Höchste Priorität haben demnach der Abbau von Pendenzen im Asylwesen, die Integration von Flüchtenden in den Arbeitsmarkt, die Ausschöpfung von inländischem Arbeitskräftepotenzial und die Bekämpfung häuslicher Gewalt. Zudem hat sich Jans auf die Fahne geschrieben, dass er gegen Lohndiskriminierung sowie organisiertes Verbrechen vorgehen will.
SVP: «Wer im Asylprozess straffällig wird, soll zwangsausgeschafft werden»
Nicht zufrieden mit Jans zeigt sich die SVP. Die Rechtspartei stänkert, dass Jans zwar einige Verschärfungen angekündigt habe, jedoch Taten schuldig bleibe. Die SVP nehme ihn beim Wort und erwarte eine «baldige Umsetzung von weitergehenden Massnahmen», schreibt diese in einer Mitteilung.

«Von leeren Worten lassen sich kriminelle Asylbewerber nicht einschüchtern», sagt SVP-Nationalrat Mike Egger.
20min/Matthias SpicherNoch weiter geht SVP-Nationalrat Mike Egger. «Von leeren Worten lassen sich kriminelle Asylbewerber nicht einschüchtern», sagt er. In der Sondersession Mitte April will er deshalb per Vorstoss eine «Null-Toleranz-Politik» aufs Tapet bringen. «Wer im Asylprozess straffällig wird, soll künftig ins Heimatland zwangsausgeschafft werden – wenn nötig auch mit beruhigenden Massnahmen», so der St. Galler.

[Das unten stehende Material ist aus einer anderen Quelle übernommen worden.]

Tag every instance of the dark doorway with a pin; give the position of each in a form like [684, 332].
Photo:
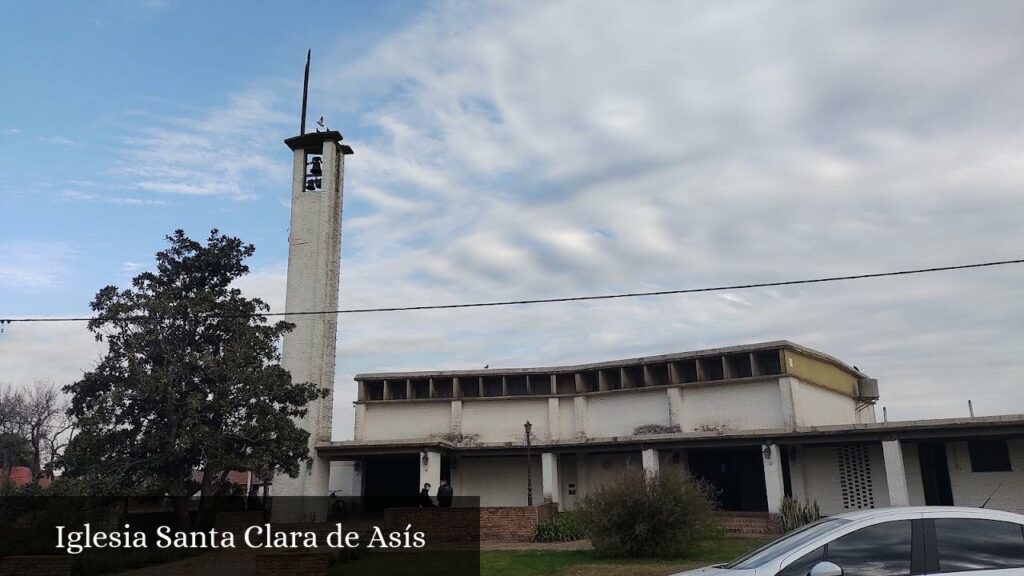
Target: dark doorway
[737, 475]
[391, 482]
[935, 474]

Die grosse Mehrzahl der kriminell gewordenen Personen seien nicht anerkannte Flüchtlinge, sondern solche, die aus anderen Gründen in der Schweiz seien – und könnten deshalb ausgewiesen werden, wenn man das tatsächlich wollte, ist sich Egger sicher. «Wenn jedem klar ist, dass er sein Aufenthaltsrecht verliert, wenn er etwas stiehlt oder Gewalt in der Schweiz ausübt, wird das auch weniger passieren», ist er überzeugt.

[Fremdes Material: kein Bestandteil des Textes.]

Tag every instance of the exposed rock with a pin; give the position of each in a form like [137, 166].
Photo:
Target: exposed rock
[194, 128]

SEM: «Rechtlich nicht möglich»
Wie die SVP das umsetzen will, ist aber äusserst fraglich. Denn auf Anfrage schreibt das Staatssekretariat für Migration (SEM): «Nein, das ist rechtlich nicht möglich. Wenn eine Person die Flüchtlingseigenschaft nach Flüchtlingskonvention und Asylgesetz erfüllt, würde eine solche Ausschaffung dem Non-Refoulement-Prinzip widersprechen.»
Welchem Departement würdest du am liebsten vorstehen wollen?
Das Non-Refoulement-Prinzip verbietet die Auslieferung, Ausweisung oder Rückschiebung einer Person in ein anderes Land, falls angenommen werden muss, dass für die betreffende Person im Zielland ein ernsthaftes Risiko von Folter oder einer anderen sehr schweren Menschenrechtsverletzung besteht. Auch wenn eine Person die Flüchtlingseigenschaft nicht erfülle, bleibe unter anderem zu prüfen, ob ihre Wegweisung in den Heimatstaat völkerrechtlich zulässig sei, so ein SEM-Sprecher.
SP: «Beim 24-Stunden-Verfahren bin ich skeptisch»
Seitens Jans’ eigener Partei, der SP, ist man der gegenteiligen Auffassung – die angekündigten Massnahmen werden kritisch beäugt. «Betreffend der 24-Stunden-Verfahren bin ich immer noch skeptisch», sagt SP-Asylchefin Céline Widmer. Es müsse gewährleistet sein, dass diese fair und korrekt ablaufen, betont sie.

«Betreffend der 24-Stunden-Verfahren bin ich immer noch skeptisch», sagt SP-Asylchefin Céline Widmer.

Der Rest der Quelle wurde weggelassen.